As for other challenges, Albright points to capital markets, but shares that he sees that almost as more of an opportunity for public companies and notes that CTO is looking at purchasing more properties.
“There’s not a lot of buyers in the market because there’s no financing for the private sector. Given that we have nice availability of credit from being a public company and a support group of great banking partners, we’ll continue to use those sources to acquire when we see good opportunities,” Albright says. “The other part of that is the stock price. Our common dividend yield is very high—almost 9.5%, so it’s a great opportunity for investors, but not great that the market is fearing that retail is being mixed in with office and some of the other headlines out there on the commercial real estate side.”
Growth Strategy
CTO’s philosophy revolves around buying really well-located assets in good geographic areas and enhancing the portfolio by improving it over time.

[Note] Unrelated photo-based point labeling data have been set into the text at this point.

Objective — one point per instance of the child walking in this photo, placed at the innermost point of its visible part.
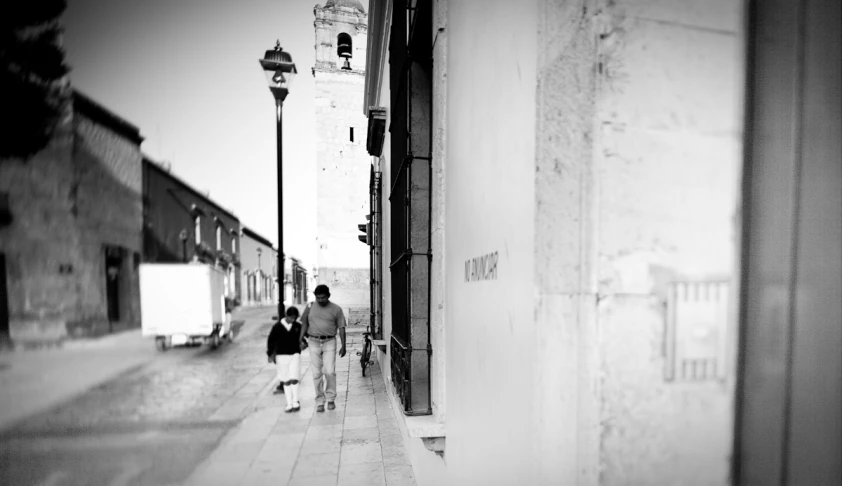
(284, 350)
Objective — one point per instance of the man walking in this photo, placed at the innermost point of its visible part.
(321, 322)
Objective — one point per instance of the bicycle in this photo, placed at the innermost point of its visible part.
(365, 354)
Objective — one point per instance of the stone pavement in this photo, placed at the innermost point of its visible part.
(358, 443)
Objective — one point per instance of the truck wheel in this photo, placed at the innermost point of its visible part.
(161, 343)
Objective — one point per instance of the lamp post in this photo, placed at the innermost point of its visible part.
(259, 276)
(279, 69)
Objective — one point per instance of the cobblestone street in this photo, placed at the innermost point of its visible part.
(160, 423)
(357, 444)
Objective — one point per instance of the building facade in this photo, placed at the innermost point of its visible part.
(342, 162)
(180, 224)
(71, 243)
(259, 264)
(563, 266)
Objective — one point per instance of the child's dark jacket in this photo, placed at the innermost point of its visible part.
(282, 341)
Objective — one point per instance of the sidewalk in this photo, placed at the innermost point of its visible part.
(359, 443)
(35, 380)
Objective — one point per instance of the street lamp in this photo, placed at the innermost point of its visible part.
(279, 70)
(257, 280)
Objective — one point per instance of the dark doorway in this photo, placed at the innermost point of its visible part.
(789, 394)
(113, 268)
(4, 301)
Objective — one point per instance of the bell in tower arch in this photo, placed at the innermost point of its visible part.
(343, 49)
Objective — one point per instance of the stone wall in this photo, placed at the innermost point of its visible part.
(342, 164)
(40, 243)
(68, 202)
(109, 212)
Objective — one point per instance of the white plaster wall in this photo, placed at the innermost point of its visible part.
(490, 204)
(667, 163)
(438, 296)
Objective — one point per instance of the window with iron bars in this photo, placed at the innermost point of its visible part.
(410, 200)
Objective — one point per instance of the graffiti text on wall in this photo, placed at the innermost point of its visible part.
(481, 268)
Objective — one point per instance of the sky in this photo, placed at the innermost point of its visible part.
(186, 73)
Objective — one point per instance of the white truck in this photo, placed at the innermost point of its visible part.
(184, 303)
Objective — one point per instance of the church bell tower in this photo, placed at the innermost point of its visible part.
(342, 162)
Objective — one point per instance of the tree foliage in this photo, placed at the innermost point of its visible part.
(32, 75)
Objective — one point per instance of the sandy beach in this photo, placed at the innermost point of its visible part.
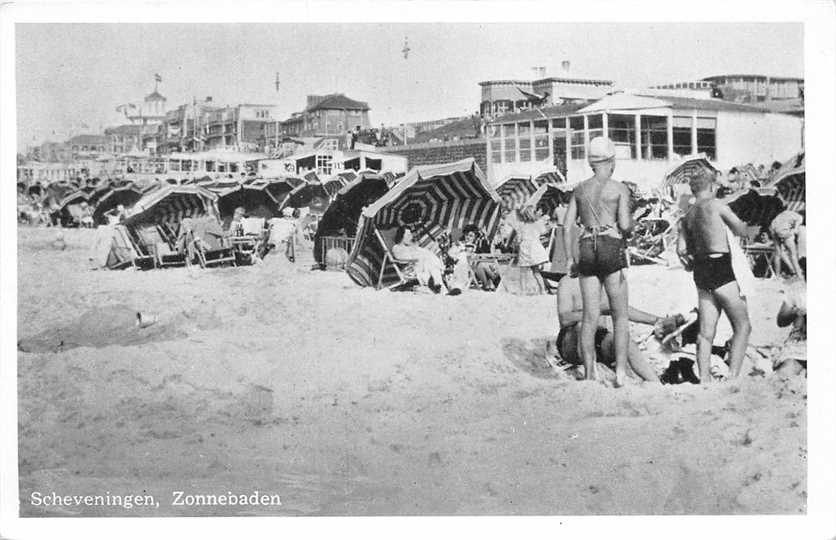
(351, 401)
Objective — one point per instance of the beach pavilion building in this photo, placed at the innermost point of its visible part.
(651, 133)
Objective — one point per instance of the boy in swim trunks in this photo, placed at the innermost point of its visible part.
(704, 248)
(601, 206)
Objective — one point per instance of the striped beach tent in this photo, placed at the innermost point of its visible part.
(333, 185)
(170, 204)
(310, 194)
(252, 196)
(514, 190)
(684, 170)
(549, 196)
(429, 199)
(791, 183)
(756, 206)
(549, 177)
(125, 195)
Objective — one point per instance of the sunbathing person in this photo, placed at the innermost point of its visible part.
(428, 266)
(792, 358)
(704, 246)
(570, 314)
(486, 272)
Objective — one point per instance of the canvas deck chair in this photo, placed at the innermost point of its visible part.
(161, 248)
(144, 259)
(405, 270)
(207, 240)
(250, 242)
(122, 253)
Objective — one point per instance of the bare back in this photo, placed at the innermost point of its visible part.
(605, 197)
(705, 229)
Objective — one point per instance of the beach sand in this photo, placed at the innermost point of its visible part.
(351, 401)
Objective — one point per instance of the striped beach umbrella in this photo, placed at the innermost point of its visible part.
(430, 199)
(791, 183)
(333, 185)
(549, 177)
(683, 171)
(311, 194)
(515, 190)
(171, 204)
(343, 215)
(549, 196)
(126, 195)
(756, 207)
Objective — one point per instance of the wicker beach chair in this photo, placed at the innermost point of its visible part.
(405, 270)
(207, 241)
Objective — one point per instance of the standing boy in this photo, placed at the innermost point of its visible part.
(602, 206)
(703, 246)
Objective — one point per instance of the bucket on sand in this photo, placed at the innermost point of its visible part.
(144, 320)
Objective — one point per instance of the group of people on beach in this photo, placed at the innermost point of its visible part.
(706, 247)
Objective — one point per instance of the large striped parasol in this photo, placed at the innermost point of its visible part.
(757, 207)
(550, 196)
(791, 183)
(170, 204)
(252, 196)
(515, 190)
(333, 185)
(430, 200)
(311, 194)
(342, 216)
(683, 171)
(126, 195)
(549, 177)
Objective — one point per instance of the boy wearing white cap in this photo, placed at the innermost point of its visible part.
(601, 207)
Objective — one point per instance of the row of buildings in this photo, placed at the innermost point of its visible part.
(523, 127)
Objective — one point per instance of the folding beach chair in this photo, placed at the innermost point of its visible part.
(405, 270)
(249, 242)
(162, 249)
(207, 240)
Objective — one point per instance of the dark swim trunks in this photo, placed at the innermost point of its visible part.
(712, 271)
(601, 256)
(574, 357)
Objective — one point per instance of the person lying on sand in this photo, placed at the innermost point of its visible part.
(569, 316)
(703, 246)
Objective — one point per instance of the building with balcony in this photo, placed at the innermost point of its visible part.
(651, 134)
(512, 95)
(328, 115)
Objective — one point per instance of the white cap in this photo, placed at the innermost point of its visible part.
(600, 149)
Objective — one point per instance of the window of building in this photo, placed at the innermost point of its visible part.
(654, 137)
(509, 132)
(707, 137)
(495, 134)
(682, 135)
(596, 126)
(524, 132)
(622, 132)
(577, 141)
(324, 163)
(541, 140)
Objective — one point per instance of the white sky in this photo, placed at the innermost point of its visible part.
(73, 73)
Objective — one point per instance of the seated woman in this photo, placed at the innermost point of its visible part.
(486, 272)
(428, 266)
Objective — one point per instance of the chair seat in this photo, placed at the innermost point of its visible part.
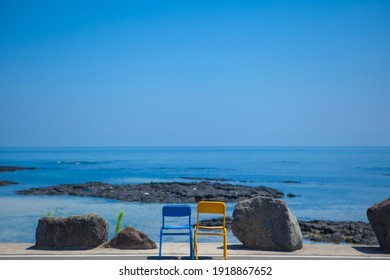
(175, 227)
(210, 227)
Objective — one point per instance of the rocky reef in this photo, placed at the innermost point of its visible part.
(172, 192)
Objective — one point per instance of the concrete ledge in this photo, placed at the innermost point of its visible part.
(208, 251)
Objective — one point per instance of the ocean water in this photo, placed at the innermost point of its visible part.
(332, 183)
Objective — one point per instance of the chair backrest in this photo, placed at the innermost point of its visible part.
(176, 210)
(212, 207)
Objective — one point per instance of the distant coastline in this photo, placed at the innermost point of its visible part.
(171, 192)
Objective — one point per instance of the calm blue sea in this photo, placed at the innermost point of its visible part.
(333, 183)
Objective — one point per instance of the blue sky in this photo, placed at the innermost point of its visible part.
(242, 73)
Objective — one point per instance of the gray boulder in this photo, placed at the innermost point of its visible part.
(131, 238)
(73, 232)
(379, 217)
(266, 224)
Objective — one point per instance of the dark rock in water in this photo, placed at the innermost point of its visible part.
(338, 232)
(14, 168)
(72, 233)
(379, 218)
(266, 224)
(291, 182)
(6, 183)
(291, 195)
(131, 238)
(174, 192)
(208, 179)
(326, 231)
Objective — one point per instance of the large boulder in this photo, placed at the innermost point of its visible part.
(266, 224)
(131, 238)
(379, 217)
(73, 232)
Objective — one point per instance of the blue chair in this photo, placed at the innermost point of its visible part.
(176, 211)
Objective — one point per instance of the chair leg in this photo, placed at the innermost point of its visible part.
(191, 247)
(225, 244)
(195, 244)
(160, 249)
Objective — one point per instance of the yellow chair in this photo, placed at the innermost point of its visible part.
(211, 207)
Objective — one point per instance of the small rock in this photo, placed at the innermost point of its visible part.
(266, 224)
(131, 238)
(379, 217)
(73, 232)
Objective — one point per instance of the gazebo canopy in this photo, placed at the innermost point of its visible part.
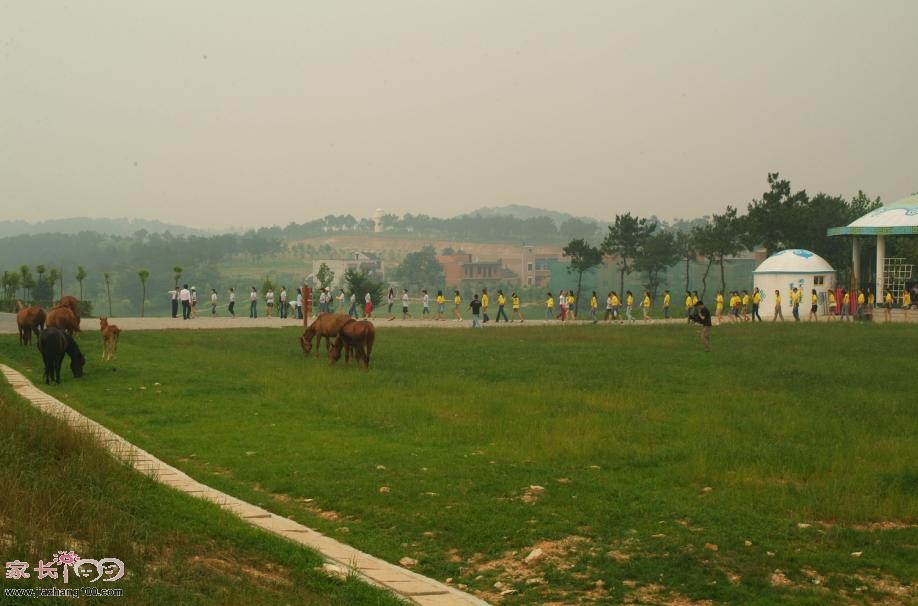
(896, 218)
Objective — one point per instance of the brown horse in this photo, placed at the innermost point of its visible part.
(325, 325)
(110, 335)
(63, 318)
(29, 319)
(356, 336)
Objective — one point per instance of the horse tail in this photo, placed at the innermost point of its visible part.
(371, 335)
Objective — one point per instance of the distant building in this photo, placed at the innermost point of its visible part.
(379, 226)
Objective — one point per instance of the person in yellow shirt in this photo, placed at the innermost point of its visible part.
(887, 306)
(441, 302)
(814, 306)
(457, 301)
(515, 303)
(501, 302)
(778, 312)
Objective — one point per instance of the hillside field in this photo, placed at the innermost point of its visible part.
(629, 464)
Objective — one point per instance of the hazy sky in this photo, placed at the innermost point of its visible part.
(229, 113)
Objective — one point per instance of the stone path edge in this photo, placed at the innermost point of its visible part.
(414, 587)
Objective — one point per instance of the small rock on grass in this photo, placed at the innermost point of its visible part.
(534, 556)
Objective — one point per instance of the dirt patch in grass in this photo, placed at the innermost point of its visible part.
(657, 594)
(270, 574)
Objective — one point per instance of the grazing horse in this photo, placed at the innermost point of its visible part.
(110, 335)
(325, 325)
(356, 336)
(29, 319)
(53, 343)
(63, 318)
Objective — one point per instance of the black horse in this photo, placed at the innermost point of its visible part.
(53, 343)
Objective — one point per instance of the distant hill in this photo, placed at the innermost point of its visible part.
(117, 227)
(521, 211)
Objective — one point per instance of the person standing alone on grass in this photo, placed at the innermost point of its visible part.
(501, 302)
(778, 313)
(756, 301)
(352, 308)
(475, 306)
(405, 314)
(515, 303)
(703, 317)
(457, 301)
(173, 299)
(185, 298)
(441, 302)
(269, 302)
(194, 302)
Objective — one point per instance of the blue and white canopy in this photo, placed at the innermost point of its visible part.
(896, 218)
(794, 261)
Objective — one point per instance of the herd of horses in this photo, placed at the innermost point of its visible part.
(54, 330)
(353, 337)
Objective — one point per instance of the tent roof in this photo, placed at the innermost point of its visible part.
(794, 261)
(896, 218)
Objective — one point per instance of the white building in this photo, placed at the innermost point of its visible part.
(787, 269)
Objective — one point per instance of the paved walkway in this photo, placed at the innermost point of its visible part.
(416, 588)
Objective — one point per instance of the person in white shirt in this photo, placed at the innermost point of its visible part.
(185, 298)
(173, 298)
(269, 302)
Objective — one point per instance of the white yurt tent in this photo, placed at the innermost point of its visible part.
(787, 269)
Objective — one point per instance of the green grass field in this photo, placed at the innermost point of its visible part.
(60, 490)
(780, 468)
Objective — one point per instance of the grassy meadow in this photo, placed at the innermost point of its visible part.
(60, 490)
(780, 468)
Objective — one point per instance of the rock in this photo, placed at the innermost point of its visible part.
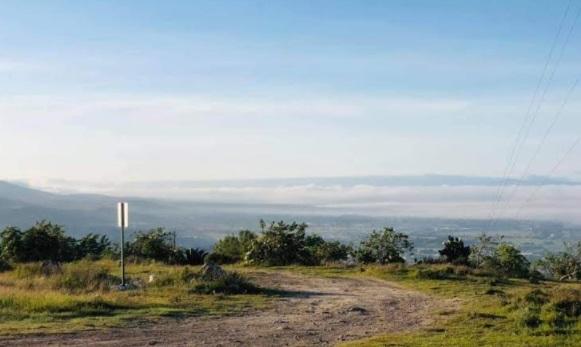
(212, 272)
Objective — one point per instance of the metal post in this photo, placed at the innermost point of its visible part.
(122, 256)
(123, 245)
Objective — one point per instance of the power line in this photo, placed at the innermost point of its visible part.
(529, 118)
(549, 174)
(542, 142)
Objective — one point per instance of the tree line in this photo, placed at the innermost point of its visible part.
(280, 244)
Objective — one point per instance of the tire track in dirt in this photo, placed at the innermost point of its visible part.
(315, 311)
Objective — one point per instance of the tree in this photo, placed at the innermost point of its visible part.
(565, 265)
(454, 251)
(484, 248)
(11, 244)
(47, 241)
(153, 244)
(386, 246)
(93, 246)
(509, 261)
(281, 244)
(326, 251)
(232, 248)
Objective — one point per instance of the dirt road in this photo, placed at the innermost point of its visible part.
(318, 311)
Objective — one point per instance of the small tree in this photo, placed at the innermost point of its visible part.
(386, 246)
(484, 248)
(153, 244)
(281, 244)
(565, 265)
(11, 244)
(93, 246)
(508, 260)
(232, 248)
(454, 251)
(47, 241)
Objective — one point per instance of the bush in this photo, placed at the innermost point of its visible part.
(93, 246)
(508, 261)
(233, 248)
(189, 256)
(281, 244)
(153, 244)
(326, 251)
(386, 246)
(230, 283)
(454, 251)
(565, 265)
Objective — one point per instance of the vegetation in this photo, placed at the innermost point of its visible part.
(565, 265)
(46, 241)
(383, 247)
(47, 278)
(455, 251)
(36, 297)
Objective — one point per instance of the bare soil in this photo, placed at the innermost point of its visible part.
(312, 311)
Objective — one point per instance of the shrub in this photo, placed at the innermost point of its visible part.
(233, 248)
(189, 256)
(565, 265)
(508, 260)
(281, 244)
(231, 283)
(454, 251)
(153, 244)
(93, 246)
(11, 244)
(326, 251)
(47, 241)
(386, 246)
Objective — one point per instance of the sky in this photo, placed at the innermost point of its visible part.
(203, 90)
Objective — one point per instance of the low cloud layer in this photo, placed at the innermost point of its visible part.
(517, 201)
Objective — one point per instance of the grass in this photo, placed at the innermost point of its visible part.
(489, 311)
(483, 310)
(82, 295)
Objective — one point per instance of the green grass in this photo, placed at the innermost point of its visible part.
(485, 311)
(82, 296)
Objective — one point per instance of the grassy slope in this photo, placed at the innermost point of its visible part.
(490, 312)
(31, 303)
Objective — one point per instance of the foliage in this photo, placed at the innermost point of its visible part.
(230, 283)
(565, 265)
(281, 244)
(326, 251)
(454, 251)
(386, 246)
(11, 244)
(484, 248)
(508, 260)
(47, 241)
(93, 246)
(190, 256)
(233, 248)
(153, 244)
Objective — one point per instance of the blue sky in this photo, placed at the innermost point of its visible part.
(151, 90)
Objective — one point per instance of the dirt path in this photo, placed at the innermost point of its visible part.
(319, 311)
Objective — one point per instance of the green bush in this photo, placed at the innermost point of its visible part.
(231, 283)
(233, 248)
(386, 246)
(455, 251)
(281, 244)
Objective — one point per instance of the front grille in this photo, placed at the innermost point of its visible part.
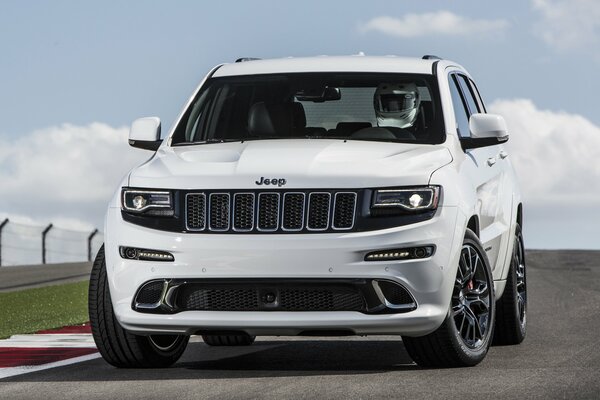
(293, 298)
(318, 211)
(270, 211)
(243, 211)
(196, 215)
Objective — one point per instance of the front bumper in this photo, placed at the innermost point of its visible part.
(300, 256)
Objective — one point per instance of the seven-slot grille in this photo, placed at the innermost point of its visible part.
(315, 211)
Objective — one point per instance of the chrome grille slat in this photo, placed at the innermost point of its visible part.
(293, 211)
(243, 212)
(319, 204)
(270, 211)
(219, 212)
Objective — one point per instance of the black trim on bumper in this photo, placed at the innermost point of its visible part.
(368, 296)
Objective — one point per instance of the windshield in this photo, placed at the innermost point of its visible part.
(367, 106)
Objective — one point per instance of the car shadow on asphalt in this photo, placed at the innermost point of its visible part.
(262, 359)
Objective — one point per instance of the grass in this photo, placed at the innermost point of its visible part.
(31, 310)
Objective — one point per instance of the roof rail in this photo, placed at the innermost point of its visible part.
(244, 59)
(431, 57)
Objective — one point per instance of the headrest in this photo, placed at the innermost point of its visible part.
(270, 119)
(298, 114)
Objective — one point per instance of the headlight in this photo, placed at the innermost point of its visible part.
(409, 199)
(147, 201)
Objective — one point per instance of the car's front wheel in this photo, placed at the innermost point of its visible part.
(464, 337)
(118, 346)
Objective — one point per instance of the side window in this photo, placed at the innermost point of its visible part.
(478, 97)
(468, 94)
(460, 111)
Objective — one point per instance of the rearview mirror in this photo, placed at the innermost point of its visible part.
(145, 133)
(486, 130)
(319, 94)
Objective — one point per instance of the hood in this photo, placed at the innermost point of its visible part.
(303, 163)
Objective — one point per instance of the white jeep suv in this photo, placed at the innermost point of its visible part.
(317, 196)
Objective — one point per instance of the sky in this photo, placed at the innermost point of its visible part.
(74, 75)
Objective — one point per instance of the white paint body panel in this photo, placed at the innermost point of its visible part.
(469, 189)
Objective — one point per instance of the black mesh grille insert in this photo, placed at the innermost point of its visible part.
(293, 211)
(219, 211)
(268, 211)
(150, 293)
(243, 211)
(286, 298)
(343, 212)
(318, 211)
(300, 211)
(394, 293)
(207, 299)
(196, 211)
(338, 299)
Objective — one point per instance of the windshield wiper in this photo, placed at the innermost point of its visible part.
(207, 141)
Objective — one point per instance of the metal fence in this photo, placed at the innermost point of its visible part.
(22, 244)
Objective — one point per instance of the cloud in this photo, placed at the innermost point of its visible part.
(64, 174)
(556, 155)
(439, 23)
(567, 25)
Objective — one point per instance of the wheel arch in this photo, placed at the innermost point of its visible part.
(473, 224)
(520, 215)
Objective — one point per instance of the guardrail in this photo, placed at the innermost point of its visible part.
(23, 244)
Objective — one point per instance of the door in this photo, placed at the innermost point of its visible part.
(484, 170)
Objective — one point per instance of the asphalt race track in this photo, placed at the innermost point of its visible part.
(560, 358)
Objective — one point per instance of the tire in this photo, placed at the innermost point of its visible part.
(511, 308)
(118, 346)
(455, 344)
(242, 339)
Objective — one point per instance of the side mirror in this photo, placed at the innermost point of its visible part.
(486, 130)
(145, 133)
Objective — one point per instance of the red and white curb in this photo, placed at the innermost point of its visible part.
(21, 354)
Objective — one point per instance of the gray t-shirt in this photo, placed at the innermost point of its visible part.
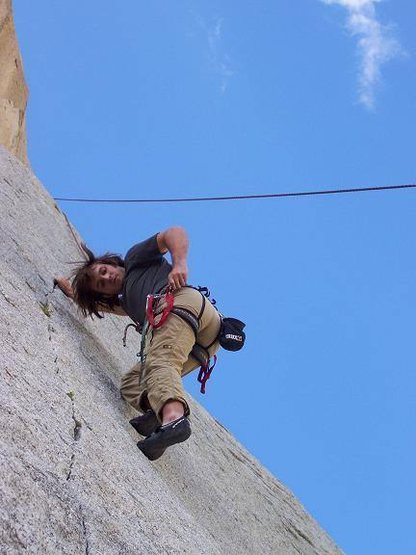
(146, 272)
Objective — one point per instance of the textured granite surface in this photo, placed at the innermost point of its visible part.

“We’re growing by selling some of our smaller assets and recycling those into these larger format centers where we have good synergies,” Albright says. “That execution, combined with acquired lease up opportunities and active asset management, is how we’re going to grow given that the capital markets are constrained right now. It’s really just about keeping on improving the portfolio, making good acquisitions, selling properties at accretive prices, and grinding away.”
Rob Stevenson, head of real estate equity research for Janney Montgomery Scott, has been covering CTO even before it converted to a REIT. He believes investors are attracted to the REIT due to its growth profile, and the fact it’s able to accomplish this growth without issuing external capital, as the majority of the capital for acquisitions has come from recycling assets.
“Plus, you have a high dividend yield and no debt maturities over the next couple of years, which is also an attractive quality in the marketplace right now,” Stevenson says.
“We’re basically a company that has a clean slate in the locations where you want to be,” Albright says. Those locations include some of the top markets in the country, with Atlanta; Dallas; Richmond, Virginia; Jacksonville, Florida; Phoenix, Raleigh, North Carolina; Houston; Tampa; Salt Lake City; Las Vegas; and Orlando all benefitting from significant corporate relocations and population shifts over the past few years.
“Combine these locations with a strong leasing environment, thoughtful asset management, and little-to-no new retail development expected for the foreseeable future, and there is a clear opportunity for CTO to deliver outsized growth and strong investor returns over the next few years,” Albright says, as CTO continues to perfect the plan that has got the REIT to where it is today.